The arbitration proceedings in the construction industry allows the parties to tailor the procedure to their needs, but also to choose arbitrators specialised in specific technical areas as well as to choose the seat and the language of proceedings, which is a great advantage particularly in the international construction projects.[5] 

However, it is the high technical complexity of construction projects, as well as other factors, such as shifts in approaches to management and to the allocation of risk and responsibility between the parties, as well as economic and political factors that require specific tools and methods to be applied in the arbitrations proceedings concerning construction disputes.[6] Therefore the ICC drafted recommendation articles for construction industry arbitrations. 

Pursuant to the ICC Commission report, one of the most important requirements is that arbitrators shall be familiar with the industry, construction contracts and shall have strong case management skills. A particular emphasis shall also be put on evidence. 
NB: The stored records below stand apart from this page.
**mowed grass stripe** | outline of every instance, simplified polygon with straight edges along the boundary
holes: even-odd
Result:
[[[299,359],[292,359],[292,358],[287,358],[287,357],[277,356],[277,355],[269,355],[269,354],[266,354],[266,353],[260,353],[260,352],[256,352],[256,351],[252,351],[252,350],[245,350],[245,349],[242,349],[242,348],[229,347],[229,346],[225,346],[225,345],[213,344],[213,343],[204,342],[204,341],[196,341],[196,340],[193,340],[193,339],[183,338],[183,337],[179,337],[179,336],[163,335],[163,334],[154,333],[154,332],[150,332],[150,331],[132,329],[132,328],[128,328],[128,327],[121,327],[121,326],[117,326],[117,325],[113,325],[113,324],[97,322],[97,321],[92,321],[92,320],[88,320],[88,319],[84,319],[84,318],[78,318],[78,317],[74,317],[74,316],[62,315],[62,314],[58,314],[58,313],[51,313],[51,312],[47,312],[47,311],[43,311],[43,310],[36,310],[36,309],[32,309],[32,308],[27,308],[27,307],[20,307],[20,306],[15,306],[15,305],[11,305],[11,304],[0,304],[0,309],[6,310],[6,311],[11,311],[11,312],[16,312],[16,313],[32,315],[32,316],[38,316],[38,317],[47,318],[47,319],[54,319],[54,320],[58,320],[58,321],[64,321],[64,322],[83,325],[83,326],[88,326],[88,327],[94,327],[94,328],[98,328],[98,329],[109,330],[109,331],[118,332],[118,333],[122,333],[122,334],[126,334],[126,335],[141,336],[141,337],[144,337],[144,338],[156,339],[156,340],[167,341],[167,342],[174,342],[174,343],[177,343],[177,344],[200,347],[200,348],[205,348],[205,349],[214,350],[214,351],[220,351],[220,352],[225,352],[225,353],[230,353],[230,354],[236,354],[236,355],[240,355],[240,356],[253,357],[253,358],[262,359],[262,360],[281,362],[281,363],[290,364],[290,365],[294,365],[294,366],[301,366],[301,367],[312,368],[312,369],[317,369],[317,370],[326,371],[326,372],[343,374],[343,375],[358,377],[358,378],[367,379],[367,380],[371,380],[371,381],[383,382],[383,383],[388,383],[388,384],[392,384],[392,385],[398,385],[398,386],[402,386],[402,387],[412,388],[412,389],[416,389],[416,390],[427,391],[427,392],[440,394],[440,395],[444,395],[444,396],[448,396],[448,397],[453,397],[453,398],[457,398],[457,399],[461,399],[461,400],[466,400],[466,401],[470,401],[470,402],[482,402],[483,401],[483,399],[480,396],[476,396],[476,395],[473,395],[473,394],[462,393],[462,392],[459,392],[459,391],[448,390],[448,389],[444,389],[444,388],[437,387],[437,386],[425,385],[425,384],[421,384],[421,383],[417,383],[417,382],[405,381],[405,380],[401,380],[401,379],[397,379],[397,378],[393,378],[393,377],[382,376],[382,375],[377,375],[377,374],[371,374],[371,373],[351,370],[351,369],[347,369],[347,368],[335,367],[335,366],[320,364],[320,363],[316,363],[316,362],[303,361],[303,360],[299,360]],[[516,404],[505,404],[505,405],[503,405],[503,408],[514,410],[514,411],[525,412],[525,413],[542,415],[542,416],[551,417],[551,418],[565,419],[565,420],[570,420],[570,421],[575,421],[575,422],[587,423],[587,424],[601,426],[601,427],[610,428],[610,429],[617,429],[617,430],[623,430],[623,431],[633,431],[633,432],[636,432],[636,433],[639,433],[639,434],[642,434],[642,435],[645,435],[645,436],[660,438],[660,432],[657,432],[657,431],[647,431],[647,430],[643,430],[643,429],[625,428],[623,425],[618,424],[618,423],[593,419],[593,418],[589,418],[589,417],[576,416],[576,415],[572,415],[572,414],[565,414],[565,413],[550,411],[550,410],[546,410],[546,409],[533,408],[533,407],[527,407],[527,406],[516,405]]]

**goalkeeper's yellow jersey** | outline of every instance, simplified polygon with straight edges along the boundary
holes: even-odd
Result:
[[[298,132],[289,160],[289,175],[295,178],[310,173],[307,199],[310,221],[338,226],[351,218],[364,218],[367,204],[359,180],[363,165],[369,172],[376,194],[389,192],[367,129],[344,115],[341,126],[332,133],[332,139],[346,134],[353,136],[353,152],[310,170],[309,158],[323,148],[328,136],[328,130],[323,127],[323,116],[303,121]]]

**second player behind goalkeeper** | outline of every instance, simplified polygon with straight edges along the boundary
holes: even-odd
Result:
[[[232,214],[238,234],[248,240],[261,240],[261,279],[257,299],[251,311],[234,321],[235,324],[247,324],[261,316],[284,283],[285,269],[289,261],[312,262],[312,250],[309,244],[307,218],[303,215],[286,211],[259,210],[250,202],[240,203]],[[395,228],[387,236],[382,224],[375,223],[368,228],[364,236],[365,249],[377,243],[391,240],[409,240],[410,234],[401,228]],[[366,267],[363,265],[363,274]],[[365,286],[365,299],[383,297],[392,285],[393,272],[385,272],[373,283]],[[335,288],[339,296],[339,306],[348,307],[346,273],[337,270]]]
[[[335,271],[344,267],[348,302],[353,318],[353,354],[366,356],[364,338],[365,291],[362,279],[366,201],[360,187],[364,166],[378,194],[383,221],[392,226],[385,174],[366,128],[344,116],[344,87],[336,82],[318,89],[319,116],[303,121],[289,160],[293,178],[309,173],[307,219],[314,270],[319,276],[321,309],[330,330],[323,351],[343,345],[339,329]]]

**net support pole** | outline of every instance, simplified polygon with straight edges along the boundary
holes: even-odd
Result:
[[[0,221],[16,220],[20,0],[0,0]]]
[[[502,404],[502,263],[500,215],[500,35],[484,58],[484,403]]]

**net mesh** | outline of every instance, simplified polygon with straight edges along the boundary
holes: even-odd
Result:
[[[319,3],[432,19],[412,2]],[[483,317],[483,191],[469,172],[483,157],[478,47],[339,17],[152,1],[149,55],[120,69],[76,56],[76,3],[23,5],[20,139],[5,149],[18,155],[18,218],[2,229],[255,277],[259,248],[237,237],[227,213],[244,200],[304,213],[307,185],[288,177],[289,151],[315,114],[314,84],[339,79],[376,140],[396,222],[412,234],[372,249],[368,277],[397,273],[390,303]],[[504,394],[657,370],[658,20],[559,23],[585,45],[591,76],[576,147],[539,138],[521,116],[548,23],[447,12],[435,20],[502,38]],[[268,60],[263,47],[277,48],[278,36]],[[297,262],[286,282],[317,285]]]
The construction projects are typically subject to standard forms of contract, such as FIDIC etc., which may provide the parties with some kind of pre-arbitral procedure (e. g. adjudications, mediation, etc.) as a pre-condition to arbitration. Parties may agree on a Dispute Adjudication Board (standing or ad hoc), which consists of an independent person or a panel of individuals who, under the terms of a contract, act in some form of dispute prevention or resolution. Dispute Adjudication Board provides contractors with ‘recommendations’ or ‘decisions’, which may subsequently be submitted to the arbitration proceedings, should the Parties not agree with the outcome of the DAB proceedings. 

Provided the pre-arbitral proceedings are required, construction arbitration may be considered as ultima ratio, i.e. final step, concerning disputes dealing with main or important questions of contract that cannot be resolved satisfactorily in pre-arbitral proceedings.[7] Also, where the pre-arbitral proceedings is required, the initiation of arbitration proceedings without prior mandatory pre-arbitration procedures may lead to the lack of jurisdiction of the arbitral tribunal or inadmissibility of the case.[8]
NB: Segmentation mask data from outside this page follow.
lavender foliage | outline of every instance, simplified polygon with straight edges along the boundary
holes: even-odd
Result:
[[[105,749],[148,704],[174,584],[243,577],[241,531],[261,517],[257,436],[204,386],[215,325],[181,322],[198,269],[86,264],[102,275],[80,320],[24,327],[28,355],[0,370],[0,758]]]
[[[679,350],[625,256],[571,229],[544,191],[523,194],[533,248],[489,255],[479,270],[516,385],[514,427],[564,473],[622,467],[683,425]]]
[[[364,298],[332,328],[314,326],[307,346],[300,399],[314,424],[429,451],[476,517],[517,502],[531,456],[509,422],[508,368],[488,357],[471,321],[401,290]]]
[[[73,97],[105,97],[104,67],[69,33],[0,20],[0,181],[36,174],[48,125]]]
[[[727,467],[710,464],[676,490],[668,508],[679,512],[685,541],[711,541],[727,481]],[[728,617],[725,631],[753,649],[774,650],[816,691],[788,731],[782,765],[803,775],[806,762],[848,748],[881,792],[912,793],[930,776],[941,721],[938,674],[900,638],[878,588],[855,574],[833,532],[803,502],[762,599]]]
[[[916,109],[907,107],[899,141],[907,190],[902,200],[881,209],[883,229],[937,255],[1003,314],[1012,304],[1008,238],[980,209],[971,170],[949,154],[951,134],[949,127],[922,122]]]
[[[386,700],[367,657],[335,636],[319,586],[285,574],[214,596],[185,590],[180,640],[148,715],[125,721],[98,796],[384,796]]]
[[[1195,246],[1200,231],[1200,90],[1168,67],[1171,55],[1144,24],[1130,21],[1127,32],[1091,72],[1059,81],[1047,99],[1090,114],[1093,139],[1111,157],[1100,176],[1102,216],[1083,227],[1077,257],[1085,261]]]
In the construction industry disputes a need for an urgent interim or conservatory measures can arise. To preserve the so-called status quo parties may submit their request for an emergency arbitration. In construction disputes, emergency arbitration is frequently used. As ICC 2019 statistics show, half of the Emergency Arbitrator applications were in the construction/engineering and energy sectors.[9] The parties undertake to comply with the emergency arbitrator’s decision (in form of an order) however, the arbitral tribunal may modify, terminate or annul the order or any modification thereto made by the emergency arbitrator[10] (an Emergency Arbitrator shall not act as the arbitrator or the member of the arbitral tribunal in main proceedings afterwards).


[1] JENKINS, J.: International Construction Arbitration Law (Second Edition), 2013, ISBN 9789041149855, p. 2.

[2] ICC Commission Report. Construction Industry Arbitrations: Recommended Tools and Techniques for Effective Management. 2019 Update, ISBN 978-92-842-0539-4, p. 8.

[3] JENKINS, J.: International Construction Arbitration Law (Second Edition), 2013, ISBN 9789041149855, p. 2.

[4] International Chamber of Commerce (ICC). Dispute Resolution 2019 Statistics, p. 15.

[5] JENKINS, J.: International Construction Arbitration Law (Second Edition), 2013, ISBN 9789041149855, p. 80.

[6] ICC Commission Report. Construction Industry Arbitrations: Recommended Tools and Techniques for Effective Management. 2019 Update, ISBN 978-92-842-0539-4, p. 8.

[7] ICC Commission Report. Construction Industry Arbitrations: Recommended Tools and Techniques for Effective Management. 2019 Update, ISBN 978-92-842-0539-4, p. 8-9.

[8] BALTAG, C., VASILE, C.: Construction Arbitration in Central and Eastern Europe, 2019, ISBN 9789403503318, p. 12.

[9] International Chamber of Commerce (ICC). Dispute Resolution 2019 Statistics, p. 17.

[10] Article 29 of ICC Arbitration Rules in force as from 1st January 2021.